La Tomografia computerizzata con mezzo di contrasto viene realizzata per escludere l’interessamento del sistema nervoso centrale e rilevare eventuali masse linfonodali a livello mediastinico (torace) o addominale (linfoadenopatie lomboaortiche) e il volume e le caratteristiche di fegato e milza (epato-splenomegalia).

Cure e trattamenti presso il CRO

La terapia viene decisa in base alle categorie di rischio del paziente. È costituita da schemi inseriti in protocolli clinici condivisi dai centri di ematologia con esperienza nel campo della cura delle leucemie.

Il trattamento per la leucemia linfoblastica acuta di nuova diagnosi si basa generalmente su 3-4 cicli di chemioterapia (che durano dai 9 ai 12 mesi) a cui segue una chemioterapia di mantenimento (durata di circa 3 anni).

Le fasi principali sono:

  • chemioterapia sistemica (induzione, consolidamento, intensificazione e mantenimento);
  • chemioterapia profilattica del sistema nervoso centrale e, talvolta, radioterapia del sistema nervoso centrale.
  • inibitori delle tirosin-chinasi (solo per la leucemia linfoblastica acuta Ph+).

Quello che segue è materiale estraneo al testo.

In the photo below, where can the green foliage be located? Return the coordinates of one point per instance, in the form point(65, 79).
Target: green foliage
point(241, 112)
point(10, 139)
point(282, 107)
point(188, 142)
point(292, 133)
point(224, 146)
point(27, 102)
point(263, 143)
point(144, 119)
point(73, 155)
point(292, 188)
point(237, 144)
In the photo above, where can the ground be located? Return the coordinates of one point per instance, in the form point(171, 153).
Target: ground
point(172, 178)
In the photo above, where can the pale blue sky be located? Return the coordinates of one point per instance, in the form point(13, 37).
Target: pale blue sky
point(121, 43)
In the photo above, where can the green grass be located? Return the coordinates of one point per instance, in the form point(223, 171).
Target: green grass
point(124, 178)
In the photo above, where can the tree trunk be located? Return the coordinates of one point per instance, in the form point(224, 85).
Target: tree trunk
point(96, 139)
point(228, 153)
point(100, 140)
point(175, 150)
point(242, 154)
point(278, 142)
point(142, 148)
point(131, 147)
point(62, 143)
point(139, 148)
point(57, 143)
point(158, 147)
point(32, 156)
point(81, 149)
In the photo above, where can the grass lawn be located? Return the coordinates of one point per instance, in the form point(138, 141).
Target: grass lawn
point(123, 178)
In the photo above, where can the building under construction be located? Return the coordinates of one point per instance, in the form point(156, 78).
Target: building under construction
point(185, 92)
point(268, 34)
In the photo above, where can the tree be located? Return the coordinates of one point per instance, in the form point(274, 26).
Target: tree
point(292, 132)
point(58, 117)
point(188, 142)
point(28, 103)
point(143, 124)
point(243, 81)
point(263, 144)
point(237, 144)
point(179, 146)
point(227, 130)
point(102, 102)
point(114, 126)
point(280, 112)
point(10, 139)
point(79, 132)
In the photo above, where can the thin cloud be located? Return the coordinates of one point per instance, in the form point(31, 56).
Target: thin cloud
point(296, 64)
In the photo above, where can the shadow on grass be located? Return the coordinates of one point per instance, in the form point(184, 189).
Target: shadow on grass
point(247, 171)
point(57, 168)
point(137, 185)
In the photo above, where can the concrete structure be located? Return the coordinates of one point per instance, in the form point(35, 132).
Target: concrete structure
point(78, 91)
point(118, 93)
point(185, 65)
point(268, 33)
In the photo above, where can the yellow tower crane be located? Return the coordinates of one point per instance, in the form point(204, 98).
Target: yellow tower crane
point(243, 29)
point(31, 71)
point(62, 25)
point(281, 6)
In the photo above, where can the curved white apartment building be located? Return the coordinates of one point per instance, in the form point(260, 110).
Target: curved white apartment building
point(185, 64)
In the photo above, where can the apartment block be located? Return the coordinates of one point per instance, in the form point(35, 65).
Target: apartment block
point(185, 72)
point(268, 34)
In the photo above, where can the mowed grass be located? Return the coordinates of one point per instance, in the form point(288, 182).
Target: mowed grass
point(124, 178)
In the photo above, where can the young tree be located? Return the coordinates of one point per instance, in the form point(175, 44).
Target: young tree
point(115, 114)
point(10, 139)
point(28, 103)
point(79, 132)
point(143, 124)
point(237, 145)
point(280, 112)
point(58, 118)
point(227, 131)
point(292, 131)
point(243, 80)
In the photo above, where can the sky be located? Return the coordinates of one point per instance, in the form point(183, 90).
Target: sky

In base alla fase e al rischio del paziente, alcuni trattamenti possono integrare il percorso di cura (immunoterapia, terapia mirata, trapianto di cellule staminali e/o radioterapia).

In Istituto è presente il Gruppo aziendale multidisciplinare oncologico (GAMO) Patologie oncoematologiche, costituito da specialisti di varie discipline che si riuniscono a cadenza regolare per stabilire indicazioni condivise sul trattamento dei pazienti oncologici.